OFFICIALS at a Scottish council have identified two sites for a potential second drugs consumption room.
A report released by the Edinburgh City Council's Integration Joint Board (IJB) revealed the facility could open on the Cowgate or on Spittal Street, both in the city’s Old Town.
The IJB also said it would design a consultation which would run in the new year to garner the views of locals on the proposals.
If such a facility – which allows those addicted to intravenous drugs to inject under the supervision of medical professionals – were to open, it would be the second in Scotland, following on from the Thistle Centre in Glasgow.
The proposed facility, according to the report, would be located either in the same building as, or very near to, a homeless day centre or service providing treatment for drug addiction.
In the past three years, the IJB said, there had been 36 drug related deaths within a 15-minute walk of Spittal Street and 34 in the same distance from the Cowgate.
It is not yet possible to estimate the cost of the project until a final site is identified.
The consultation, which will likely be held early next year, would inform a business case for the facility to be put to the Scottish Government for final approval.
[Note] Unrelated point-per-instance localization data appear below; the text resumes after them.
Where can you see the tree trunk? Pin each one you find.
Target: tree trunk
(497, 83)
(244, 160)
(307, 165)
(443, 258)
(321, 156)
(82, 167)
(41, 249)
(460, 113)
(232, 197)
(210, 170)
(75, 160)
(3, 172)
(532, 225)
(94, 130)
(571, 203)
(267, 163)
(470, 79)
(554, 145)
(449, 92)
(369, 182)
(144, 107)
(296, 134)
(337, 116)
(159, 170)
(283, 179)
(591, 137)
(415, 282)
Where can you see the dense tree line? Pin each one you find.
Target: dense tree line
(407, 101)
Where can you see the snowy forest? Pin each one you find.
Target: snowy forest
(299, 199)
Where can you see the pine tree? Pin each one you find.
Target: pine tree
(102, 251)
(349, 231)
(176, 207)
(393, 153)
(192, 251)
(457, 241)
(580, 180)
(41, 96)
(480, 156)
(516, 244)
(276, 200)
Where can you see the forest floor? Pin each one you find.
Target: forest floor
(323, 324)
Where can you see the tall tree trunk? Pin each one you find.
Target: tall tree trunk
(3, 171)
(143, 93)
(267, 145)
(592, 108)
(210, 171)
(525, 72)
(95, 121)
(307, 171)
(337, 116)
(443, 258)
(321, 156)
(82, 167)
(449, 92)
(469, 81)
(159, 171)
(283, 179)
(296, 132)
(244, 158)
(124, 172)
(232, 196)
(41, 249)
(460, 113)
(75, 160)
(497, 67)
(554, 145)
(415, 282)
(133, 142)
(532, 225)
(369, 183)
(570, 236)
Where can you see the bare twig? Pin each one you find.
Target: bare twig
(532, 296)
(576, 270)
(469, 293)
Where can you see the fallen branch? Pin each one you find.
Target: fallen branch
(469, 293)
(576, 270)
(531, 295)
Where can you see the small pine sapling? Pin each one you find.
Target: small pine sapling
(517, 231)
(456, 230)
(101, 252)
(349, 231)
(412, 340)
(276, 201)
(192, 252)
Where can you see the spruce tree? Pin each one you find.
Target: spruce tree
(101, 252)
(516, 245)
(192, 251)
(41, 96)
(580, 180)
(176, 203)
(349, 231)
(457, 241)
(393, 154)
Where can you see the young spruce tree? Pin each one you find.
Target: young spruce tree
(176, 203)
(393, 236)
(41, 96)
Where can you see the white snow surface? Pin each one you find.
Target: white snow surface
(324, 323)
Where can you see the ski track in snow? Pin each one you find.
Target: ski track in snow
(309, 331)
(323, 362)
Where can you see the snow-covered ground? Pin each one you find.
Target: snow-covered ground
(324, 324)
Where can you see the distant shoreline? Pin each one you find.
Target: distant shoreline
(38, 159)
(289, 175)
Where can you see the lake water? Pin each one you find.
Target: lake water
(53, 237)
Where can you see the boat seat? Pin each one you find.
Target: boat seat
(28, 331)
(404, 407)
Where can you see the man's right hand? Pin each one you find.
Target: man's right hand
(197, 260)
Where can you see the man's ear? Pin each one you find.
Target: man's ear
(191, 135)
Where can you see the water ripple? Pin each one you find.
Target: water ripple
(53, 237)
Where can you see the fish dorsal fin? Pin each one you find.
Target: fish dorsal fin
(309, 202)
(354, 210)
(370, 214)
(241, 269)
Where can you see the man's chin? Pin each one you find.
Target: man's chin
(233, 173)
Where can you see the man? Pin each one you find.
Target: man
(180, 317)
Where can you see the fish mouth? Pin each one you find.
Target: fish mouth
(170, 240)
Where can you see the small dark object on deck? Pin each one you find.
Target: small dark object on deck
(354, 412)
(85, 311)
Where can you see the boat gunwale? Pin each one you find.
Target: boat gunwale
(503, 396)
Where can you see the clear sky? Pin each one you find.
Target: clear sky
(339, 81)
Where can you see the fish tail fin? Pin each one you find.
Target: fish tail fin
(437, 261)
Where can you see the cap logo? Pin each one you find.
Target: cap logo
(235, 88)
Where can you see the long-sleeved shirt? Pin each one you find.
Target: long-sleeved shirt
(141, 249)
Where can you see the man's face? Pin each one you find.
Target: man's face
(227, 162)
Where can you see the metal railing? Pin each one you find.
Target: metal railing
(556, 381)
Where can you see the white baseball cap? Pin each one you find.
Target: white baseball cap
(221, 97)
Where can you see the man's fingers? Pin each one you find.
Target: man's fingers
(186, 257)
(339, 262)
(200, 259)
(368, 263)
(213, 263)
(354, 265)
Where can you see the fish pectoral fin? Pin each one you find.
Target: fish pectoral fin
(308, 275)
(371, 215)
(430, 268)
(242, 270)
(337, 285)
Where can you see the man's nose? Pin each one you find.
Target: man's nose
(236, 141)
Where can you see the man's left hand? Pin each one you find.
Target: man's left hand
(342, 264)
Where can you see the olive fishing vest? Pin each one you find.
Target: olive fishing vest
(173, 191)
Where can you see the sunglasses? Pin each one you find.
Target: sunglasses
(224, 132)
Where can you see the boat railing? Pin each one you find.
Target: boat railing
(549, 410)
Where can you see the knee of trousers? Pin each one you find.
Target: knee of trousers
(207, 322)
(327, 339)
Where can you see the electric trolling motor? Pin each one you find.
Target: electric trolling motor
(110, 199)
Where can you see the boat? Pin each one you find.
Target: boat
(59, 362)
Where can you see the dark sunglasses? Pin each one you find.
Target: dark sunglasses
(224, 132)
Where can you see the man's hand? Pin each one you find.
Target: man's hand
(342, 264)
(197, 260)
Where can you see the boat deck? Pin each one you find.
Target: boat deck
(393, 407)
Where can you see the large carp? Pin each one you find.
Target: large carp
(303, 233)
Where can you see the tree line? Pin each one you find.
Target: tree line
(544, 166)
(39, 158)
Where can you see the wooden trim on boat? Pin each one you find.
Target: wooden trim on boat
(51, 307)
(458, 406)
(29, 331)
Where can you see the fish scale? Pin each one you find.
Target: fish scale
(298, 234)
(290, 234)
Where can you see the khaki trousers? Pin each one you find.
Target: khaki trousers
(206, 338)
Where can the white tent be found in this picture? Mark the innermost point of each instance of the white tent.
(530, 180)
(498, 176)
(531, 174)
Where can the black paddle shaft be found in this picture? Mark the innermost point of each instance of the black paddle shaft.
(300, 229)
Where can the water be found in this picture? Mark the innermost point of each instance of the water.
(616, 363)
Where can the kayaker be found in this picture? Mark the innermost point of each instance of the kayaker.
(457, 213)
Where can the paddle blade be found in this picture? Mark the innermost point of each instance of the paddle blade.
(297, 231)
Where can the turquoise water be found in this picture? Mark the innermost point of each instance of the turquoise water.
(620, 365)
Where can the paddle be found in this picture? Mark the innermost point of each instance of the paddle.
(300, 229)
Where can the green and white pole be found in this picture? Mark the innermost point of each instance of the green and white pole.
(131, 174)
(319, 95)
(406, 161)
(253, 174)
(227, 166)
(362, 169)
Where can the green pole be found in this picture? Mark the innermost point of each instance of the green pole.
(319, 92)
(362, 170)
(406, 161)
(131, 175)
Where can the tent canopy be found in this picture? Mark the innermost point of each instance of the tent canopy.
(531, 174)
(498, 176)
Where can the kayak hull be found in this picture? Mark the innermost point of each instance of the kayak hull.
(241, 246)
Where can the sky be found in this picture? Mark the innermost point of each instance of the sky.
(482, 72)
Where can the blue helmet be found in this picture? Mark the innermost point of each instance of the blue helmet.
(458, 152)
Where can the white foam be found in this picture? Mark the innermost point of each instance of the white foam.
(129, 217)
IJB chief officer Christine Laverty wrote: “Such a public consultation will attract substantial attention and raise both hopes and fears within different communities.”
(Image: PA)
The initial consumption room in Glasgow faced an uphill political struggle for over a decade before it was opened. The UK Government refused to provide a waiver to the Misuse of Drugs Act, which would ensure users would not be criminalised.
It was only when Lord Advocate Dorothy Bain KC said it would not be in the public interest to prosecute service users that the path was cleared for the Thistle to open in January.
As of the end of June, the service had been used 3554 times to inject by 377 different people. It has dealt with 48 different medical emergencies, some of which, drugs minister Maree Todd told journalists last month, would have resulted in the death of the user had they been unsupervised.